Does anyone have experiences with having two 8800 GTX cards in an Intel Core 2 Duo box and running CUDA applications on them?
I have a gpgpu application (sparse matrix multiplication and some linear algebra) and was wondering if I could run one card from one core and the other card from the other core in such a way that the performance on the two cards is around twice the performance of an individual card.
Note that at first I don’t want to have communication between the cards (that will come later) only to run two separate instances of the same application.
The programming guide in section 22.214.171.124 describes the cudaSetDevice() function, which lets you decide which device each thread is going to talk to. As it mentions in 4.5.2 a given host thread can only talk to one GPU at a time, so to access both cards from a single app, you would need to spawn another thread and call cudaSetDevice() from each before doing anything else. With two separate apps, you just need to call cudaSetDevice() with a different value in each instance of the application.
Incidentally, this brings up a question I have for the experts: Is there an easy way to discover which CUDA device is not already in use when the application starts? Eventually, we will have two cards in one machine (like nogradi is looking into) to run separate applications. It would be very handy if the application could automatically initialize whichever card is free when it starts, and bail out with an error if both cards are in use.
Thanks for the reply, it seems then that running two separate applications is pretty simple. And if one only wants to have communication between cards through CPU memory shared by the two CPU cores (probably this is the only option) then two threads each talking to its own card can be a good solution. Did you try any of this with success?
We only have one card for testing at the moment. (We are waiting for 64-bit drivers before getting a second card.) I have only used CUDA with a multithreaded app in order to do some CPU calculation in parallel with the GPU execution, but not two GPUs at once.
One guy has built a few quad core machines with 3 GPUs in each case. Scroll down in this thread:
Here’s the direct link to one of the multithreaded CUDA kernels in VMD. The VMD threads code wraps the normal pthreads functions, so you ought to be able to mentally change “vmd_thread” to “pthread_” and understand my code:
John, I guess more than 3 cards went through your hands in relation to this project and would like to ask about your experiences with memory failures.
When we used 110 cards (7900 GTX) in 110 nodes (no communication between nodes or cards) with OpenGL + Cg we observed a disturbingly high number of memory failures.

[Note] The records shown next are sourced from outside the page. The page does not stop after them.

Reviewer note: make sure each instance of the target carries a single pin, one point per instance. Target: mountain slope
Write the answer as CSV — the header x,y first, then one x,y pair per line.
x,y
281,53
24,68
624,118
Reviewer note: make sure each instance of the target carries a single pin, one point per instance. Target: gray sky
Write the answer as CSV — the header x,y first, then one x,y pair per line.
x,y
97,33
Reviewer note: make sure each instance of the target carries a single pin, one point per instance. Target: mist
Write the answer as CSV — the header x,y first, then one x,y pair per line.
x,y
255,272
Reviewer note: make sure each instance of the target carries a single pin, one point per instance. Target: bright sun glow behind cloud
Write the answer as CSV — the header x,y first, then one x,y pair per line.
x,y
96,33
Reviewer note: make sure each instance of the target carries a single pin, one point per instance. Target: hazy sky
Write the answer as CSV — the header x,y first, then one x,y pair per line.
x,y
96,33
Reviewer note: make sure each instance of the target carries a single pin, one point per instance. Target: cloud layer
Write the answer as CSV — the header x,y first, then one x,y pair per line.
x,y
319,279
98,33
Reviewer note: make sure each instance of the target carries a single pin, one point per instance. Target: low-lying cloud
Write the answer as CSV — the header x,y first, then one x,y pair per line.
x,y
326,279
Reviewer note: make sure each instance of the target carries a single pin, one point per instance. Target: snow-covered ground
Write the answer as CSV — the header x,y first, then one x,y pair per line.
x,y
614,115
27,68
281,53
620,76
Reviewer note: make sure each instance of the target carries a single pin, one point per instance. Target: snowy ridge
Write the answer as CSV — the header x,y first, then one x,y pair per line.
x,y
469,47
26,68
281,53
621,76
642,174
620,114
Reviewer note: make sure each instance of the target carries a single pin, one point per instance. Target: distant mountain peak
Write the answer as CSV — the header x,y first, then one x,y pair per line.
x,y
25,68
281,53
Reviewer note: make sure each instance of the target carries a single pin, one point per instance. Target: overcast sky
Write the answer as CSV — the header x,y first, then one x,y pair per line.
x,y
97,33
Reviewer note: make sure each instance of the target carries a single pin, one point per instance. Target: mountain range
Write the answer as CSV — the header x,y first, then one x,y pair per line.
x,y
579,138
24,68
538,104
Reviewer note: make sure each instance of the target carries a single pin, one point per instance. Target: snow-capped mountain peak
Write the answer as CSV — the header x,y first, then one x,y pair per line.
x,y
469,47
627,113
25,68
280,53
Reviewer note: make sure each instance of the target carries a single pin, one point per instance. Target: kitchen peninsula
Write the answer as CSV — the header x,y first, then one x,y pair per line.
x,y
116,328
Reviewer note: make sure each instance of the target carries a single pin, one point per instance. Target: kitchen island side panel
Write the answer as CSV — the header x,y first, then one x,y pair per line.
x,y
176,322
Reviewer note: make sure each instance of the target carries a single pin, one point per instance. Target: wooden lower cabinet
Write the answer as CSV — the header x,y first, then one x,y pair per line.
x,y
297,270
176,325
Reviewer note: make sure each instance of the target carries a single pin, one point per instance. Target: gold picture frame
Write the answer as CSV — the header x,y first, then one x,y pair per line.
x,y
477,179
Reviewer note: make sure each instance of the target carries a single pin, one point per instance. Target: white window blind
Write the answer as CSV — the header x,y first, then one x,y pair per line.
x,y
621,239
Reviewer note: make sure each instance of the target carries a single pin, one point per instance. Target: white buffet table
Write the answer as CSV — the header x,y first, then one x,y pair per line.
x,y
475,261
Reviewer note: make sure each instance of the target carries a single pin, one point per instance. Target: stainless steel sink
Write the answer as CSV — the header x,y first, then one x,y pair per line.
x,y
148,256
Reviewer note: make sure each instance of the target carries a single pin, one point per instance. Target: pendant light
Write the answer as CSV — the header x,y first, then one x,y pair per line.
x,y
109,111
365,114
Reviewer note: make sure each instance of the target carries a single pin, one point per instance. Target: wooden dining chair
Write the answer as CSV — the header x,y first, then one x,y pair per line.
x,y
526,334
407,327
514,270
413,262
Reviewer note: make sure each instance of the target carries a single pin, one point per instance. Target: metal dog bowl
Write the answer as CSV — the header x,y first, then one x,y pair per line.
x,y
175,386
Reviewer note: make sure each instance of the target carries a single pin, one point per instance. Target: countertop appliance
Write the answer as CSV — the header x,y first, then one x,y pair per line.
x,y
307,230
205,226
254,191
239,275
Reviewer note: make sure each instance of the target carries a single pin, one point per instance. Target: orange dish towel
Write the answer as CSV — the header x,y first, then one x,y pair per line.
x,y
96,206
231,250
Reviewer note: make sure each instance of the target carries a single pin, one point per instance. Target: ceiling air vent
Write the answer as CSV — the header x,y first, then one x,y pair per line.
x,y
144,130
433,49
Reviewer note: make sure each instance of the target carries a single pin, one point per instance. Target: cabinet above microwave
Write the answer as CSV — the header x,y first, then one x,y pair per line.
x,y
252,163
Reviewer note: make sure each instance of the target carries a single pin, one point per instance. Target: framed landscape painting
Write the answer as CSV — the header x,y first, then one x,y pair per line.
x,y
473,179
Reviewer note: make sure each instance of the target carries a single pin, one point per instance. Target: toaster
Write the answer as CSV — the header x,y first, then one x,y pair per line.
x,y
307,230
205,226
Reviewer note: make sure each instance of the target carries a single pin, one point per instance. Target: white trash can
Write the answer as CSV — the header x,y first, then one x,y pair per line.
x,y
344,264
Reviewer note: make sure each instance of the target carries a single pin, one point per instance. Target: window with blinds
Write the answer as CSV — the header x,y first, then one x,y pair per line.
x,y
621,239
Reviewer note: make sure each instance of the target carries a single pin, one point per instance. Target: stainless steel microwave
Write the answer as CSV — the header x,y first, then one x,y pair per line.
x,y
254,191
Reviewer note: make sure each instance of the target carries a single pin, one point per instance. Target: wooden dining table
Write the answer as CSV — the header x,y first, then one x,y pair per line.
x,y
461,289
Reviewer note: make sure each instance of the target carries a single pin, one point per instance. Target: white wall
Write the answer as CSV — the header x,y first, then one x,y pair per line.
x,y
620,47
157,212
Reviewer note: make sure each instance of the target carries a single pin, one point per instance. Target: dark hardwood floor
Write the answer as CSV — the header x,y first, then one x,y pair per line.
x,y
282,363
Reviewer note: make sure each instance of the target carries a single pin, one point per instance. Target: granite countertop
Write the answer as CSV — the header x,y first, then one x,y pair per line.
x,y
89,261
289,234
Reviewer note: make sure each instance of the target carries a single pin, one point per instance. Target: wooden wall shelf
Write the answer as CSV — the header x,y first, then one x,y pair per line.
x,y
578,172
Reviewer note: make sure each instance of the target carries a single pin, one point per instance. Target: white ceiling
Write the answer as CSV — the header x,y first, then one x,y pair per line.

From the first shipping around 30-40 had problems. These were sent back to Gigabyte, we received new ones, some of those also had problems, sent back, get new ones, and the whole process took 3-4 iterations.
So I was wondering if you had experiences with a large number of 8800 GTX cards if you’ve seen any memory failures.
Are your memory problems actually hardware, or could these be driver or kernel glitches that just happen to corrupt memory? With the complexity of software these days, it wouldn’t surprise me if a linux or windows kernel or driver bug could manifest itself in terms of memory corruption.
I don’t have any data on memory failures for really large numbers of cards. We have something on the order of 65 NV cards in our lab. 80% of them are GeForce 6800s, the other 20% are 7900s and 8800s. Out of all of those cards, I think we’ve had one hardware failure in the last 3 years, if I recall correctly. The vast majority of these cards are being used for visualization with VMD, where the framebuffer memory ends up holding large volumetric texture maps for electrostatic potential maps, density maps, or other large volumetric data, and for high resolution multisample or stereo display modes. I’d been waiting for CUDA to come out before seriously going after GPGPU since I already had enough fun debugging complex shaders and didn’t want to be subject to the whims of shader compilers for doing real scientific arithmetic. At present we’re only planning on using CUDA for this stuff, which means only the GeForce 8800 class cards are going to get pounded for GPGPU arithmetic. If you guys are having issues with memory reliability, I think that you may want to think about going for the Quadro series cards for really long running computations where that’s more important. My understanding is that NVIDIA tests and certifies the Quadro series hardware themselves, whereas the GeForce hardware is tested by the vendor/brand (e.g. Gigabyte), presumably with less stringency. I think that the extra testing is one of the reasons that the Quadro hardware is priced higher. I’m sure that someone else knows much more about all this than I do though, so don’t take my answer as even remotely definitive, you should probably ask the NVIDIA guys about this specifically.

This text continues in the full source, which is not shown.